5. Cloze paragraph — autosomal vs X-linked
Fill each blank using a term from the word bank. Each term is used once. 8 marks
Word bank: autosomes • carriers • dominant • heterozygous • probability • recessive • sex-linked • X chromosome
A Punnett square models the (5.1) __________________ of each possible offspring genotype, not a guaranteed family outcome. Autosomal genes are carried on the (5.2) __________________ rather than on the sex chromosomes, so males and females are affected with similar overall probability. An allele is (5.3) __________________ when it is expressed in a heterozygote, and (5.4) __________________ when it is masked in the presence of a dominant allele. Two unaffected (5.5) __________________, each (5.6) __________________ for an autosomal recessive condition, can have an affected child. Sex-linked traits are usually carried on the (5.7) __________________, and a (5.8) __________________ recessive trait such as haemophilia appears more often in males because they have only one copy of the gene.
Stuck? Revisit lesson § Key Terms, Card 2 (autosomal) and Card 3 (X-linked).Q1 — Term–definition matches (10 marks)
1.1 phenotype • 1.2 autosomal • 1.3 dominant • 1.4 genotype • 1.5 recessive • 1.6 allele • 1.7 carrier • 1.8 homozygous • 1.9 sex-linked • 1.10 heterozygous. 1 mark each.
Q2 — Aa × Aa Punnett square (8 marks)
Completed boxes (4 marks, 1 per cell): top-left TT; top-right Tt; bottom-left Tt; bottom-right tt.
2.1 Genotype ratio = 1 TT : 2 Tt : 1 tt. [1 mark]
2.2 Phenotype ratio = 3 tall : 1 short. [1 mark]
2.3 Probability heterozygous = 2/4 = 50%. [1 mark]
2.4 No — the 1/4 figure is a per-child probability, not a guaranteed family outcome; with only four children, fertilisation events are independent so any combination of tall and short can occur. [1 mark]
Q3 — True / false with correction (8 marks)
3.1 False. Correction: dominance describes whether an allele is expressed in a heterozygote — it does not describe how common the allele is. A dominant allele can be very rare (e.g. Huntington's) and a recessive allele can be very common. [1 + 1]
3.2 True. [1 + 0]
3.3 True. [1 + 0]
3.4 False. Correction: a father passes his Y chromosome to his sons, not his X — so an X-linked recessive allele cannot be transmitted father-to-son via the X. Sons receive their X from their mother. [1 + 1]
Q4.1 — Function of a Punnett square (2 marks)
A Punnett square is a probability model that combines the possible gametes from each parent to show the possible offspring genotypes and the probability of each genotype (and therefore each phenotype) per fertilisation event. [2]
Q4.2 — Dominant allele (2 marks)
A dominant allele is one whose effect on the phenotype is expressed when only one copy is present (i.e. in a heterozygous genotype). Dominance is about expression in a heterozygote — it says nothing about frequency, fitness or health. [2]
Q4.3 — Why one X-linked recessive allele can affect a male (2 marks)
Males have one X and one Y chromosome, so for genes carried on the X they have only one copy of the allele.
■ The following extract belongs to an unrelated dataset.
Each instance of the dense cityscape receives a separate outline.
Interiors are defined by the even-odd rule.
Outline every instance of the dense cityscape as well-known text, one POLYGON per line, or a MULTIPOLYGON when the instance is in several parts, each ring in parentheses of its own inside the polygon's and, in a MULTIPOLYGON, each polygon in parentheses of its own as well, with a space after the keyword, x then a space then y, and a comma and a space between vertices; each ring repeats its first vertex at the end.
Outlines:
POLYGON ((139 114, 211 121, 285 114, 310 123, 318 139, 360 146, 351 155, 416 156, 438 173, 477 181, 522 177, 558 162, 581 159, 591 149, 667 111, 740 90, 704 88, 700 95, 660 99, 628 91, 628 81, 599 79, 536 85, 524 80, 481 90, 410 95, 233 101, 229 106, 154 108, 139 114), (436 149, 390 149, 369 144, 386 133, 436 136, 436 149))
If that single allele is the recessive one, there is no second X-linked dominant allele present to mask it, so the trait is expressed. [2]
Q4.4 — Autosomal traits and sex (2 marks)
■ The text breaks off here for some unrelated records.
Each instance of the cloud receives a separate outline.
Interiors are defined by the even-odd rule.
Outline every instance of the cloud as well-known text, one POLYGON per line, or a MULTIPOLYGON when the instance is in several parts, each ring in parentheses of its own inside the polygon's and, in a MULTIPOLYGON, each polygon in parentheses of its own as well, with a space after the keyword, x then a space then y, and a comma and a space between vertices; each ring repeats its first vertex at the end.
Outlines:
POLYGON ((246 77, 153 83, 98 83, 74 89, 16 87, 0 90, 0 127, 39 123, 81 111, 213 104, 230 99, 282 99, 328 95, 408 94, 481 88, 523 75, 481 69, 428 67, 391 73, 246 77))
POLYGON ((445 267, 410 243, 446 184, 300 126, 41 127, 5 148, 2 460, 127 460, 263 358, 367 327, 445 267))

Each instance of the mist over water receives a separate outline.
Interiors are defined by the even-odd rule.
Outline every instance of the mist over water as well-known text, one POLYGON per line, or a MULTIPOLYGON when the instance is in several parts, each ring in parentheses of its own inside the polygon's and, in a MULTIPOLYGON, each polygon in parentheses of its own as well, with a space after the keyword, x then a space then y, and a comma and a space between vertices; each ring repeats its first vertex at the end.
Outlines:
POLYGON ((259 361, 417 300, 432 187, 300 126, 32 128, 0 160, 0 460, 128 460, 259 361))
Autosomal genes are located on chromosomes that are not sex chromosomes. Both males and females inherit two copies of each autosomal gene (one from each parent), so the probability of inheriting any particular genotype is the same regardless of sex. [2]
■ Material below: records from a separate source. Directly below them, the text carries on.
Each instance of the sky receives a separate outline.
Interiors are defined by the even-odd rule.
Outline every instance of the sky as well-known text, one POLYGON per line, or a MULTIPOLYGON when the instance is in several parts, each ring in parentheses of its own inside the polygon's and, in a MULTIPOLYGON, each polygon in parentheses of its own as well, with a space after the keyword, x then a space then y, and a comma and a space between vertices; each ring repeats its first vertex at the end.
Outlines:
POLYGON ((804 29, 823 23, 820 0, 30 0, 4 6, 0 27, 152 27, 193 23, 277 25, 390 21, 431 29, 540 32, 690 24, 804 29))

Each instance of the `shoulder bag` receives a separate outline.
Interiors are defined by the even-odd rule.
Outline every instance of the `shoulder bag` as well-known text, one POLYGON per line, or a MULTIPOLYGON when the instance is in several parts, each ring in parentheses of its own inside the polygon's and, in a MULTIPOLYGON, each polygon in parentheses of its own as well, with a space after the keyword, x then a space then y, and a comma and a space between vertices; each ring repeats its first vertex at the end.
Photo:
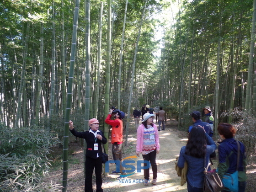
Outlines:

Q4.5 — Why state parent genotypes first (2 marks)
Stating parent genotypes commits you to a specific model before listing gametes — it forces you to translate the wording of the question (e.g. "carrier mother", "affected father") into precise allele notation. Without it, gametes and Punnett-square outcomes cannot be derived reliably, and phenotype/genotype language tend to get mixed up. [2]
Q5 — Cloze paragraph (8 marks)
5.1 probability • 5.2 autosomes • 5.3 dominant • 5.4 recessive • 5.5 carriers • 5.6 heterozygous • 5.7 X chromosome • 5.8 sex-linked. 1 mark each.